En 2011, s'agissant par exemple des contrôles réalisés dans les exploitations agricoles ayant constaté une non-conformité sur des végétaux, seuls 1,2 % ont donné lieu à un procès- verbal, 5,5 % à une mise en demeure et 11 % à d’autres suites (destructions, suspension d’agréments, etc.). Concernant les contrôles réalisés chez les distributeurs de produits phytosanitaires, seuls 2,3 % ont donné lieu à un procès-verbal, 20,6 % à une mise en demeure et 18,3 % à d’autres suites.
Enfin pour les contrôles réalisés en 2012 dans les établissements de production/transformation de denrées d’origine animale, seules 41 % des inspections constatant une non-conformité moyenne ou majeure ont donné lieu à une suite, quelle qu’elle soit (y compris le simple avertissement).

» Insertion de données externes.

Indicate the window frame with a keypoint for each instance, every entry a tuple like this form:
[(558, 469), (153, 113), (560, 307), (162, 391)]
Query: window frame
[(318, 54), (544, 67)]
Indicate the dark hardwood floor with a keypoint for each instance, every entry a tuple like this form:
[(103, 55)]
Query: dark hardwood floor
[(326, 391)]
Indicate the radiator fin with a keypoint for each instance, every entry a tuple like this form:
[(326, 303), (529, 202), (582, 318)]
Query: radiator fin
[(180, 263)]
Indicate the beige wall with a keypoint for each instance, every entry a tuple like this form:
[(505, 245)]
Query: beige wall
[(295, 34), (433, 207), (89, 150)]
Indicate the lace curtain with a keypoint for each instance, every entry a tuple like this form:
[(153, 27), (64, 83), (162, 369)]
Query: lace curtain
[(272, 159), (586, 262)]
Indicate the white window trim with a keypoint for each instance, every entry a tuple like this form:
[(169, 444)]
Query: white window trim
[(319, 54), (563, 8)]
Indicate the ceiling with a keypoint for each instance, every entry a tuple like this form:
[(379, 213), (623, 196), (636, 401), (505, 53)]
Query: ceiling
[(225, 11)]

Les recommandations de la Cour des comptes 
Conclusion, ce constat peu reluisant pour le ministère de l'Agriculture a conduit la Cour à formuler plusieurs recommandations. Parmi elles,  « prendre les arrêtés prévus par les textes pour obliger les laboratoires à transmettre aux services de l’État les résultats non conformes sur les denrées alimentaires dès lors que ces non-conformités présentent un risque pour la santé publique » ; ou encore, « s’assurer du ciblage des contrôles sur les professionnels les plus à risque, de la qualité des inspections et du caractère approprié des suites qui leur sont données. »
Enfin, les magistrats de la rue Cambon recommandent pour les végétaux, d'étendre l’analyse de risque aux silos, aux zones à risque et aux contaminants, et de renforcer les « contrôles à destination » pour les produits d’origine animale en provenance de l’UE.